Pope Leo X played a strong role in efforts to protect the church and its lands. He worked to promote the spread of Catholicism and keep foreign invaders out of Italy. In addition, Leo was an important patron* of artists and humanists*. During his years as pope, Rome experienced a "golden age" of Renaissance culture.

Early Life. Leo was born in Florence as Giovanni Romolo Damaso de' Medici, son of the head of Florence's powerful Medici family. Destined for a career in the church, Giovanni had a well-rounded education that included studies in Latin and Italian literature as well as Greek and music. At only 14 years of age he became a deacon in the church, and within a month he had gained appointment to cardinal. Giovanni then traveled to Pisa, where he studied under some of the most famous legal minds of the time. He received a degree in church law from the University of Pisa in 1492.
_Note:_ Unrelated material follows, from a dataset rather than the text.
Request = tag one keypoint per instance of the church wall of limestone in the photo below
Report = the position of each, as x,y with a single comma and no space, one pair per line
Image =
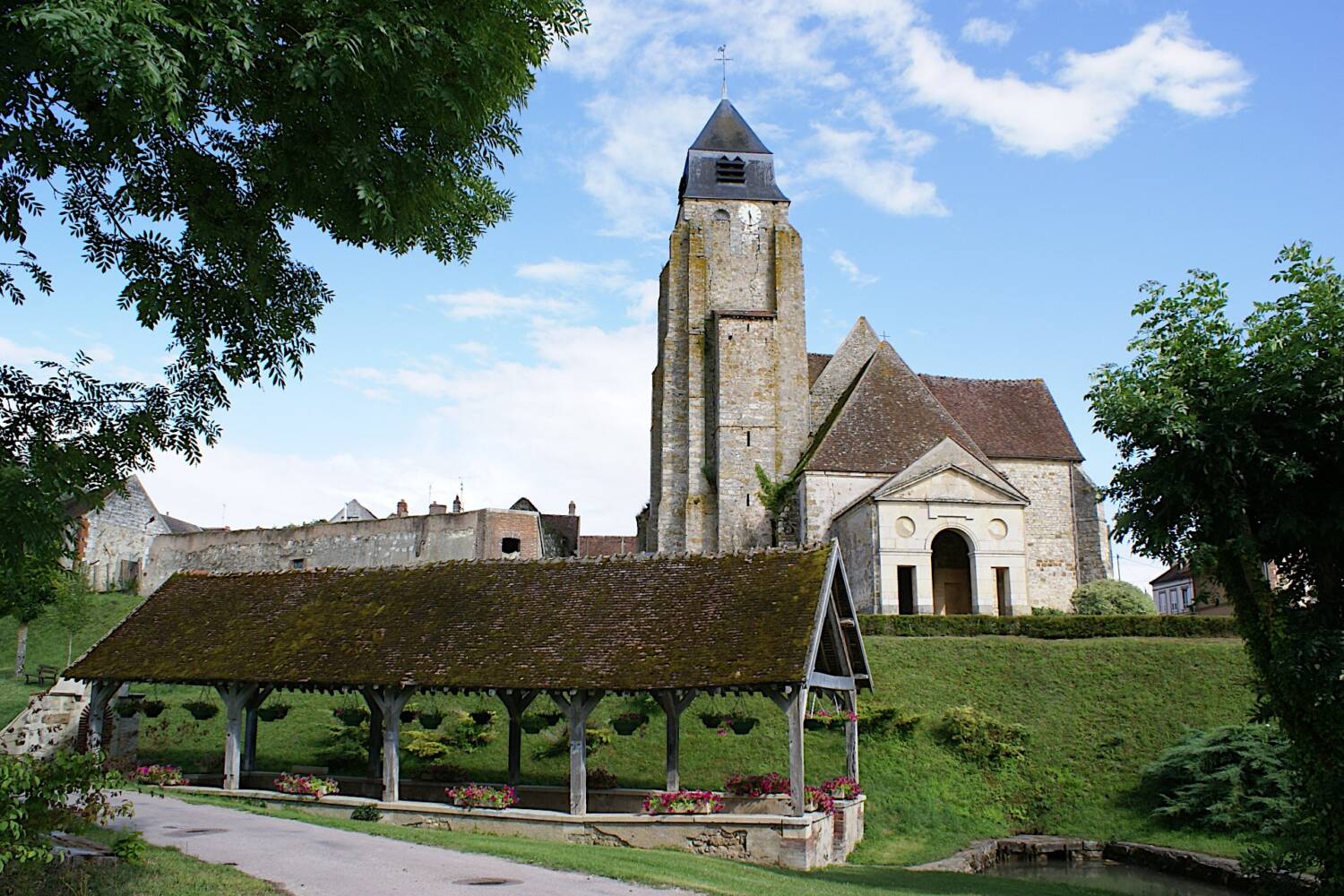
881,458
Shortly after earning his degree, Giovanni went to Rome to join the College of Cardinals—a select body of bishops, priests, and deacons who advised the pope. After a period of travel, he settled in Rome. In 1506 he served as governor of Perugia, and five years later he became an official papal* representative to part of the Papal States* and to the papal army under Pope Julius II. When Julius died in 1513, Giovanni became pope, taking the name Leo X.

Leo As Pope. As ruler of the Papal States, Leo continued many of Julius's policies. He asserted greater control over his territory by reducing the influence of powerful families and by forcing lesser rulers to surrender to papal control. In foreign affairs, Leo presented himself as the promoter of peace among Christians. Behind the scenes, however, he worked to lessen foreign influence in Italy. He joined Spain and the Holy Roman Empire* to drive the French out of Italy in 1513. Two years later, however, the French returned. Leo accepted their presence until 1521, when he allied himself with the Habsburg dynasty in order to drive the French from Milan and restore papal authority in the cities of Parma and Piacenza.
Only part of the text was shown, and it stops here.